In the earliest days of what came to be called “homeschooling”–when those of us who decided not to send out children to public school were being called weird (no doubt some of our behaviors and attitudes were weird)–we looked for any encouragement we could find. Often we found that encouragement in the testimonies of those who had gone before us, or from writers and people we admired. In the days to follow, I will share some of our favorite thoughts for you “newbies”; and, also, to encourage those of you still on the path…
Although I am not a fan of “unschooling”, I still consider what follows one of my favorite quotes from John Holt, father of the unschooling movement:
What is lovely about children is that they can make such a production, such a big deal, out of anything–or nothing. From my office window I see many families walking down the street with their children. The adults plod along. The children twirl, leap, skip, run. Now to this side, now to that. They look for things to step over or walk along or around. They climb on anything that can be climbed. I never want to be where I cannot see it.

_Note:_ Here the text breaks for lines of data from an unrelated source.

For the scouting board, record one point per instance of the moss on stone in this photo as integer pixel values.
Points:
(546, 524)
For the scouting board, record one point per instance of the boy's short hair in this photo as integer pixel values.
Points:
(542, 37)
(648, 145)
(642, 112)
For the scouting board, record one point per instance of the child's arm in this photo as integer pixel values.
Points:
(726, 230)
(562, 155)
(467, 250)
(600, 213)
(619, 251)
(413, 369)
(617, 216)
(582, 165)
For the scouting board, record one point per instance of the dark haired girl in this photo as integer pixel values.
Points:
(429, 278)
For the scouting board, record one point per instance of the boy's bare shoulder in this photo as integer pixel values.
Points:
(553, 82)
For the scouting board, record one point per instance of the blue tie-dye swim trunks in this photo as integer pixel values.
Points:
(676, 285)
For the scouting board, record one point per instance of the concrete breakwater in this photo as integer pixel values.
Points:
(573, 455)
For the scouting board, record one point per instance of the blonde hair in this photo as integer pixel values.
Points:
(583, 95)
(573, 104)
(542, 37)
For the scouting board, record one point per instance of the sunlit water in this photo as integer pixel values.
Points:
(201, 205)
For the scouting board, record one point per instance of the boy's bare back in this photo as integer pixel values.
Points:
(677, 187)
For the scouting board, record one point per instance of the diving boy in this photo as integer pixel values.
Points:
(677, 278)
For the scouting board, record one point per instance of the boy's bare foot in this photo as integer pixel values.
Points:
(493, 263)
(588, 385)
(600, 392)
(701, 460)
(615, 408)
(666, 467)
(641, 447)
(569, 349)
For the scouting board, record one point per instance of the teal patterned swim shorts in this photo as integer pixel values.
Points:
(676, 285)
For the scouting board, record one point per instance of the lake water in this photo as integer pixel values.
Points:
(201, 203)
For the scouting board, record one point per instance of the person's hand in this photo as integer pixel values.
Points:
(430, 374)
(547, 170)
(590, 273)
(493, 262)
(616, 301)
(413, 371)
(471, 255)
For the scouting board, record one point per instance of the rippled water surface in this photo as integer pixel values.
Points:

All that energy and foolishness, all that curiosity, questions, talk, all the fierce passions and inconsolable sorrows, immoderate joys, seem to many to be a nuisance to be endured if not a disease to be cured. To me, they are a national asset, a treasure beyond price, more necessary to our health and our very survival than any oil or uranium or name-what-you-will.
One day in the public garden I see on a small patch of grass under some trees a father and a two-year-old girl. the father is lying down. The little girl runs everywhere. What joy to run! Suddenly she stops, looks intently at the ground, bends down, picks something up. A twig? A pebble? She stands up; runs again. She sees a pigeon and chases it. Suddenly she stops and looks up into the sunlit trees. What does she see? Perhaps a squirrel; perhaps a bird; perhaps the shapes and colors of the leaves in the sun. Then she bends down, finds something else, picks it up, examines it. Another miracle!
Gears! leaves! twigs! Little children love the world. That is why they are so good at learning about it. For it is love, not tricks and techniques, that lies at the heart of all true learning. Can we bring ourselves to let children learn and grow through that love?